Desaté el pañuelo y empecé a tirarlas desde una esquina y la llama serpenteaba chimenea arriba.

—¡Me quedaré con una, cruel desgraciada! —chilló, metiendo la mano en el fuego y sacando unos fragmentos medio consumidos, a costa de sus dedos.

—Muy bien… y yo también me quedaré con alguna para enseñársela a papá —respondí, volviendo a meter el resto en el pañuelo y dirigiéndome a la puerta.

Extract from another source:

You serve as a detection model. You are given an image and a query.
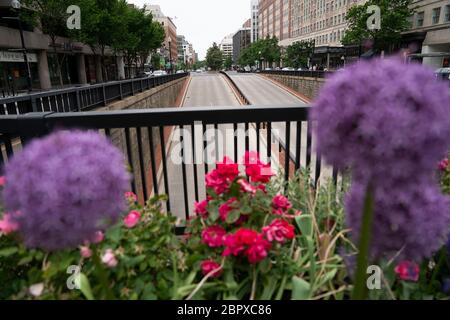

Vació sus ennegrecidos fragmentos en las llamas y me indicó que terminara la inmolación. Lo hice. Removí las cenizas y las enterré bajo una paletada de carbón. En silencio y con una sensación de profundo agravio, se retiró a su habitación. Bajé a decirle a mi amo que la indisposición de la señorita casi había desaparecido, pero que me parecía mejor que descansara un rato. No comió, pero reapareció a la hora del té, pálida, con los ojos enrojecidos y extraordinariamente dominada en su aspecto exterior. A la mañana siguiente contesté la carta por medio de un trozo de papel que decía: «Se ruega al señorito Heathcliff que no envíe más notas a la señorita Linton porque no las recibirá». Y, en adelante, el chico vino con los bolsillos vacíos.